Zing Forum

Reading

Lightweight Large Model Hallucination Detection: A Non-Neural Network Approach Based on TF-IDF and Wikipedia Evidence Retrieval

This article introduces a lightweight framework without neural networks, using TF-IDF and cosine similarity to detect hallucinatory content in LLM outputs. It verifies model claims through Wikipedia evidence retrieval and compares the credibility performance of Llama-2, Mistral-7B, and Qwen-2.
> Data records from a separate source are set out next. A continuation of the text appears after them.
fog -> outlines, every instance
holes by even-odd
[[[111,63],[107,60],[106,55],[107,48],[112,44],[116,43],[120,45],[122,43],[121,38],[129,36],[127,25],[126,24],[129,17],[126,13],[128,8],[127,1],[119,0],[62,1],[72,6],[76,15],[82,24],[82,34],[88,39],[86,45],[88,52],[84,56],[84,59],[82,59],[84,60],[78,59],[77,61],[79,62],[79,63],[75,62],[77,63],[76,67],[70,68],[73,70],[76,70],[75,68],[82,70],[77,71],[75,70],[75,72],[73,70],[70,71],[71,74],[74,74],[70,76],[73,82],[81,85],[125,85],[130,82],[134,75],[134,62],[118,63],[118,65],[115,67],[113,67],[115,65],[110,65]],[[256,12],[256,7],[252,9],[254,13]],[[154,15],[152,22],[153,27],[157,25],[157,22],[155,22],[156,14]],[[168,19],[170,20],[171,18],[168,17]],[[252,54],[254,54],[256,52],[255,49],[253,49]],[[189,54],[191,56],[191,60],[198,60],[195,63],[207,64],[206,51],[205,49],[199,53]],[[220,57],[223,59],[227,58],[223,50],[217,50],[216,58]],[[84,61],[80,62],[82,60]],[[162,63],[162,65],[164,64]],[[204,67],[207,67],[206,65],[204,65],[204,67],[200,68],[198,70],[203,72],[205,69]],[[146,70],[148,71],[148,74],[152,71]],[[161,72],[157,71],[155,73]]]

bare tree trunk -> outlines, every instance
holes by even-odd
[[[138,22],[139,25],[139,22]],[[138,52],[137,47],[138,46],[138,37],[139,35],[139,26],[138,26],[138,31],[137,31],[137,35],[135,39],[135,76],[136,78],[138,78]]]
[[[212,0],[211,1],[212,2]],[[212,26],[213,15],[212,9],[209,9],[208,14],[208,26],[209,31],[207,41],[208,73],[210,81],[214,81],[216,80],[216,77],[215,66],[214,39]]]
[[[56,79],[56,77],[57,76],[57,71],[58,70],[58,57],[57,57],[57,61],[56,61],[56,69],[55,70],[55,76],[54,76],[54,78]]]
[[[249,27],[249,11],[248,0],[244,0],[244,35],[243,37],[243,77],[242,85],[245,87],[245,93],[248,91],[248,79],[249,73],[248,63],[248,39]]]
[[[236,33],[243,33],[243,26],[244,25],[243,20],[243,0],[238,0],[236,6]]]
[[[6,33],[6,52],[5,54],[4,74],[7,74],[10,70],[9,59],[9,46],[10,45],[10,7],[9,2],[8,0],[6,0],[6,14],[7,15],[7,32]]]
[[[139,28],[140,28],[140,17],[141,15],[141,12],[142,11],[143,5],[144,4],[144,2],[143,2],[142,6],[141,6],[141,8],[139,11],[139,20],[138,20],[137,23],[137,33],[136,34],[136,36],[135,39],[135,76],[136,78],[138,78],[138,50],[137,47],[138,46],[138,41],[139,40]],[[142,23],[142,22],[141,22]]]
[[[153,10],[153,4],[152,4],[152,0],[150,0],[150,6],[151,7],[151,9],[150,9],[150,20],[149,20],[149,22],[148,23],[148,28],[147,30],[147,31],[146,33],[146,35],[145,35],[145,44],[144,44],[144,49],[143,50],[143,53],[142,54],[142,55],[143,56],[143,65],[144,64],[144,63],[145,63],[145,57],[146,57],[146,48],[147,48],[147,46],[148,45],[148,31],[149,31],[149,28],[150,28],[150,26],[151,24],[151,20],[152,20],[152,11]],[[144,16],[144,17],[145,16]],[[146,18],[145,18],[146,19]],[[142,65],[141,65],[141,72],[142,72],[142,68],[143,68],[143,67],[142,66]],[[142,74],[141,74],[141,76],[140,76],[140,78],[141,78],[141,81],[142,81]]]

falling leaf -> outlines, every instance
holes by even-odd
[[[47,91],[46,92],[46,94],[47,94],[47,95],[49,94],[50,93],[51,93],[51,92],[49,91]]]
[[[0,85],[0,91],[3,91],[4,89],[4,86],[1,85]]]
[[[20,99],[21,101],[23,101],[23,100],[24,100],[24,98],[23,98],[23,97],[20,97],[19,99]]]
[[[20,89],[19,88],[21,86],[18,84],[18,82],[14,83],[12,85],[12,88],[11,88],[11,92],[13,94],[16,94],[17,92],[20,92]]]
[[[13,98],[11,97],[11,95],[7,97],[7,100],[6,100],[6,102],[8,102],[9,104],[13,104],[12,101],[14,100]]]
大语言模型幻觉检测TF-IDF维基百科事实验证轻量级方案可解释AI开源项目
Published 2026-05-07 11:14Recent activity 2026-05-07 11:24Estimated read 7 min
Lightweight Large Model Hallucination Detection: A Non-Neural Network Approach Based on TF-IDF and Wikipedia Evidence Retrieval
1

Section 01

Introduction: A Non-Neural Network Approach for Lightweight Large Model Hallucination Detection

This article presents a lightweight large model hallucination detection framework that does not require neural networks. It corely uses TF-IDF and cosine similarity, combined with Wikipedia evidence retrieval to verify factual claims in LLM outputs. This approach compares the credibility performance of three open-source models: Llama-2, Mistral-7B, and Qwen-2. It features lightweight design and strong interpretability, providing a feasible hallucination detection path for resource-constrained scenarios.

2

Section 02

Background: The Hallucination Problem of Large Models and Limitations of Existing Methods

The "hallucination" problem of large language models (LLMs) is a major obstacle to their application in fact-sensitive scenarios (such as healthcare and law), as models generate incorrect but seemingly plausible information. Most existing hallucination detection methods rely on neural network models, which have limitations like high computational cost, need for large amounts of labeled data, and difficulty in explaining decision-making bases. Therefore, developing lightweight and interpretable solutions has important practical value.

3

Section 03

Core Method: A Hybrid Verification Framework Without Neural Networks

This approach adopts a three-stage pipeline design:

  1. Claim Extraction: Identify factual claims that need verification from LLM outputs;
  2. Evidence Retrieval: Query Wikipedia to obtain relevant evidence documents (based on its wide coverage and high structuring features);
  3. Similarity Verification: Calculate the matching degree between claims and evidence via TF-IDF vectorization and cosine similarity. The advantages of TF-IDF include interpretability (weights correspond to the importance of vocabulary), efficient computation (no GPU required), and no need for training data.
4

Section 04

Experimental Evidence: Credibility Comparison of Multiple Models

The experiment compares three mainstream open-source models: Llama-2 (a classic Meta model known for its security), Mistral-7B (a European efficient architecture model), and Qwen-2 (the latest version of Alibaba's Tongyi Qianwen). A hybrid verification strategy is adopted: direct matching (semantic similarity between claims and evidence), context verification (overall consistency between paragraphs and evidence), and multi-source cross-verification (consistency across multiple evidence documents) to enhance verification robustness.

5

Section 05

Method Features and Practical Value

Significance of Lightweight Design: It can run on ordinary servers or edge devices, suitable for resource-constrained enterprises, data-sensitive local deployments, and real-time application scenarios; Interpretability: When marking suspected hallucinations, it can display keyword matching degrees, evidence documents, and similarity values, which is conducive to human-machine collaboration; Trade-offs of Wikipedia: Its advantages are wide coverage and timely updates, while limitations include insufficient coverage in professional fields and possible errors. However, the framework supports replacing with other knowledge sources.

6

Section 06

Limitations and Future Improvement Directions

Current Limitations: As a bag-of-words model, TF-IDF cannot capture subtle semantic differences (e.g., easy misjudgment between "Apple Inc." and "apple fruit"); Wikipedia has insufficient coverage of emerging/niche topics. Improvement Directions: Introduce lightweight semantic models to supplement semantic blind spots; integrate multiple knowledge sources to improve coverage; adopt hierarchical verification strategies for claims of different complexities.

7

Section 07

Significance for Open-Source Ecosystem and Conclusion

This open-source project provides practical references for the community, proving that classic information retrieval technologies still have unique value in the era dominated by neural networks (interpretable, efficient, no training data required). The hallucination problem of large language models is difficult to eliminate in the short term, but lightweight detection tools can reduce risks. Such low-cost and highly interpretable tools will play an important role in the AI security ecosystem.